The study was open to people who lacked a primary care physician and were at risk for cardiovascular disease. A total of 355 individuals were enrolled, and 82 percent stuck with the study through the end.

Participants completed baseline questionnaires and physical assessments and then were randomly assigned one of two options: a referral to free or low cost primary care for management of heart disease risk or to the intervention called Heart Health. The aim of Heart Health, designed with input from a community advisory board that included CHWs, local business people, a senior center director, a local physician, and laypeople from the area, was to help participants make lifestyle changes that research has shown can dramatically reduce risk for cardiovascular disease.

Participants in the intervention arm of the study met with a community health worker in groups of fewer than 10 people every two weeks for 12 weeks. Each two-hour meeting focused on a different aspect of self-care, such as nutrition, physical activity, stress reduction and depression management, and smoking cessation, if appropriate.

“We thought offering people an intervention that engages them in self-care and that is delivered by people in their community would be really well accepted and would be effective,” says Moser.

Community health workers live in the communities they serve. They go to church there, they shop there, and they have developed a level of trust with residents, says Wayne Noble, one of the CHWs involved in the study and a clinical research protocol manager at the University of Kentucky’s Center of Excellence in Rural Health. “They have built these relationships through time,” he said.

The study results supported Moser’s hypothesis. At the four-month mark, the researchers found that blood pressure, total cholesterol, high-density lipoprotein, body mass index, depressive symptoms, and the number of steps walked per day showed significant improvements in Heart Health participants compared to the group referred to a primary care physician. At twelve months, the improvements were still holding.

“Increasing activity levels to at least 30 minutes a day has a huge impact on decreasing cardiovascular risk. Improving blood pressure does, too, as does decreasing depression,” says Moser. “So these were not just statistically significant. They were clinically important.”

But Moser says programs like Heart Health are all too rare in rural America. She states the program could be replicated in other communities and at low cost and that her team would be happy to share the Heart Health protocol with other rural areas in the country, which could adapt it to local concerns and conditions.

“If you teach people how to better manage their own health using methods that are engaging instead of just telling them and if you start off working with the community, then you will have success,” says Moser.

For example, some Heart Health participants said they did not like whole wheat, says Noble.
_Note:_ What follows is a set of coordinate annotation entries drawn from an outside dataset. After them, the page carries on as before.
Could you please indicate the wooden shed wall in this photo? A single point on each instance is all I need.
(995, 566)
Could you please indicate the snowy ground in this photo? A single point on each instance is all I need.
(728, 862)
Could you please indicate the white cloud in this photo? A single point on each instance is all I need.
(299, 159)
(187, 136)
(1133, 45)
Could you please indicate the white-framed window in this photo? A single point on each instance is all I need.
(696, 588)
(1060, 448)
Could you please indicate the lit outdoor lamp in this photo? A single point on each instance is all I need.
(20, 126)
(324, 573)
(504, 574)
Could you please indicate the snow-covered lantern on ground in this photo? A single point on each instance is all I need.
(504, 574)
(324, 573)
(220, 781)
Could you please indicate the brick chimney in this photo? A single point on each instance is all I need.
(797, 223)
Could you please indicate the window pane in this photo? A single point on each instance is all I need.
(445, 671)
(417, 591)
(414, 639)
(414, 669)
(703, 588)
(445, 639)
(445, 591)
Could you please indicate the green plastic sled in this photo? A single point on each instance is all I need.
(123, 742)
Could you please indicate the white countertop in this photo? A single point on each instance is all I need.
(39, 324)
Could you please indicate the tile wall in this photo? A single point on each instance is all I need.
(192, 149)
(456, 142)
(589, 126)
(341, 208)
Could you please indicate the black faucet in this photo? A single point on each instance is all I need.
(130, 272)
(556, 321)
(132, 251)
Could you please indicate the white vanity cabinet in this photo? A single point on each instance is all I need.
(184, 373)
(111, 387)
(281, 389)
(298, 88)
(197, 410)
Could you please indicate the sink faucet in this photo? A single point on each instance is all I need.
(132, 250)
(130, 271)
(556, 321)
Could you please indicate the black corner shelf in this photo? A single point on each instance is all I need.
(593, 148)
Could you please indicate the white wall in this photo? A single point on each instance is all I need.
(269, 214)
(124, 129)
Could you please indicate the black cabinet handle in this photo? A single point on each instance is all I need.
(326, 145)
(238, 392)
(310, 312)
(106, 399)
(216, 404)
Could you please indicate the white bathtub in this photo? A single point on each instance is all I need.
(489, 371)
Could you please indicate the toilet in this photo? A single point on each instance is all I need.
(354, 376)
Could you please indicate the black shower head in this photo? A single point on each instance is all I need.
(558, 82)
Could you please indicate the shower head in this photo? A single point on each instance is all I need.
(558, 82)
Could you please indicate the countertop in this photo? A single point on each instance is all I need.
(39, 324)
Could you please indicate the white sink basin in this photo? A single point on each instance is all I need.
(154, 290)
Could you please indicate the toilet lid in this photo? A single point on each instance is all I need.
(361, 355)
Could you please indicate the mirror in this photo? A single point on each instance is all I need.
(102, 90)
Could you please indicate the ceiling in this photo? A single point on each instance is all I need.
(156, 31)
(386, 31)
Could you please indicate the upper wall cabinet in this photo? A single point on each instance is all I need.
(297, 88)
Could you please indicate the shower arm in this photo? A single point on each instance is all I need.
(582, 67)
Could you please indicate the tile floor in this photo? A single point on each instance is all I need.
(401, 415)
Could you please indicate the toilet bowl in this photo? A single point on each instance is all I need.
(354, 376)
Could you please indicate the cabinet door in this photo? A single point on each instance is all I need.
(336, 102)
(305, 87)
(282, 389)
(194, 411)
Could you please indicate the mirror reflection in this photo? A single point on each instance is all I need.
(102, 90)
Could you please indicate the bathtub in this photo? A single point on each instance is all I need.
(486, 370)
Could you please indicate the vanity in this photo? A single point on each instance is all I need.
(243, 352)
So the group made homemade low-sodium chicken soup with whole wheat pasta, and none was left, says Noble. “They realized that using healthy ingredients could actually taste good.” Cooking together or demonstrating exercises works much better than simply handing out healthy recipes or telling people to increase their activity level, he says.

In addition, meeting in groups was vitally important, says Moser. “We actually had groups that would go out and walk together after we were done teaching,” she says. “Groups are a great source of support and also social pressure.”

In a second study, Moser and her colleagues are testing the Heart Health intervention in caregivers of family members with chronic illness. Caregivers have a much higher incidence of cardiovascular disease than people who are not caregivers, she says.

In addition, HomePlace—which delivers health care to the uninsured and underinsured in Hazard, Kentucky and whose community health workers participated in the original study—has adopted the Heart Health intervention and is delivering it to people in the community. A senior center in Appalachian Kentucky is also using it.

“It didn’t die with the end of our study,” says Moser. “And we are wanting to work with the community there to leave it in other places in the future.”